Ride possesses an unnerving air of documentary reality that’s heartbreaking and authentic at the same time. This searing novel is a dizzying spiral of desperation set in the early 2000s in St. Catharines, Ontario. High school is over, an ex-girlfriend is pregnant, and Troy Brinkman is losing control. Having just moved out of his parent's home, Troy enters a landscape of limitless moral entropy where everybody drinks copious amounts of alcohol, snorts mountains of cocaine, and swallows as many Ecstasy pills as they can get their hands on.
When he's not seething for his next high, Troy cruises parties, strip-clubs, and bars for action in a desperate attempt to avoid coming to terms with his best friend's attempted suicide. In this binge-life, Troy recognizes his impending doom and tries to renew feelings for his ex-girlfriend, Danielle, his sole through-line that connects Troy to who he was before his habits became him. It's this struggle which threatens to get the better of, consume, and ultimately destroy his dreams.

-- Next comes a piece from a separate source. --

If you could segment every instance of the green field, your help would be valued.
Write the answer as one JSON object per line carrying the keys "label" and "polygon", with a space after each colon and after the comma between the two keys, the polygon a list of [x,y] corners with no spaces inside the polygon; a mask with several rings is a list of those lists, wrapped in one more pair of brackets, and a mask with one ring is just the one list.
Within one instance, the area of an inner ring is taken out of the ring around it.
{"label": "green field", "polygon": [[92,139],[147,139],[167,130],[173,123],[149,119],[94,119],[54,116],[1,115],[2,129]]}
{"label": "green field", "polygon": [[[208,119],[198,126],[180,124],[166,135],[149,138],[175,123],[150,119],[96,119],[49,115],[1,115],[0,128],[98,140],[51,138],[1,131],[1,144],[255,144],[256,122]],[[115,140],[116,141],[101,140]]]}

Ride is the millennial’s contemporary version of the classic 1960s counterculture novel, an authentic, unrelenting, and strangely exhilarating episodic group portrait of blasted lives. Readers will catch familiar whiffs of the nihilism and loneliness in the darkest writings of Thompson, Bukowski, and Jack Kerouac in Lafleche’s gritty ‘sex, drugs, and rock ’n’ roll’ world of excess, self-gratification, and black comedy.